Lidya yang berdiri di samping Chandra langsung berdeham. "Ehem!Ya elah Pak Chandra ngerayu Izzy mulu. Ngajak date-nya ke restoran mewah dong." Celetukkannya ini membuat beberapa orang di dalam lift menoleh pada Chandra karena suaranya cukup keras.

Chandra memelototi Lidya supaya mulutnya tidak sekeras toa masjid. Beberapa pasang mata yang menatapnya membuat dia malu. Ah, dia salah langkah. Seharusnya tidak membicarakannya di lift karena ruang lift cukup sempit sehingga apa yang dibicarakan dapat terdengar.

"Damai ya, Pak. Habis kentara banget sih Bapak ngejar-ngejar Izzy," beber Lidya sedikit memelankan suaranya.

"Waduh... kepala HRD kita naksir Izzy ternyata," sahut Dadang.

"Eh, Dendeng Balado. Lo juga naksir Izzy. Segala ngasih cokelat udah kayak anak ABG lagi," ceplos Tami yang berdiri di paling depan dekat pintu lift––bersebelahan dengan Dadang.

"Seriusan Dedong kasih cokelat??" timpal Lidya terkaget-kaget.

Chandra mengabaikan celetukan-celetukan sesat yang ada. Pandangannya tetap tertuju pada Izzy yang tidak merespons. "Jadi gimana, Izzy? Kamu free kan siang ini?"

Baru kemarin hatinya panas melihat Belagio bersandar di pundak Izzy, sekarang dia mendengar lelaki lain mengajak pacarnya makan siang bareng. Mood-nya sudah amblas jadi tambah amblas.

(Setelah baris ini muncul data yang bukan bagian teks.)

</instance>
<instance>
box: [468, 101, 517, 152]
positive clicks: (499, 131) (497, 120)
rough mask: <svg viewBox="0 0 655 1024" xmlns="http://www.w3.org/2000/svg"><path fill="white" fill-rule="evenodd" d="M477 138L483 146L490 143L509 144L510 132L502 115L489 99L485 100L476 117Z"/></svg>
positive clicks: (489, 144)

"Saya kasih tau kalian semua kalo Izzy pacaran sama saya. Jangan coba-coba deketin Izzy kalo masih mau kerja di sini. Jangan lupa sampaikan ke karyawan yang lain," ucap Zery terang-terangan. Dia tidak ingin mendengar hal lain yang semakin memperburuk suasana hatinya.

Semua yang ada di lift langsung menoleh ke belakang––menatap Zery setengah melongo. Izzy ingin menghilang saja karena Zery blak-blakan. Padahal dia belum siap kalau semua orang tahu hubungan mereka.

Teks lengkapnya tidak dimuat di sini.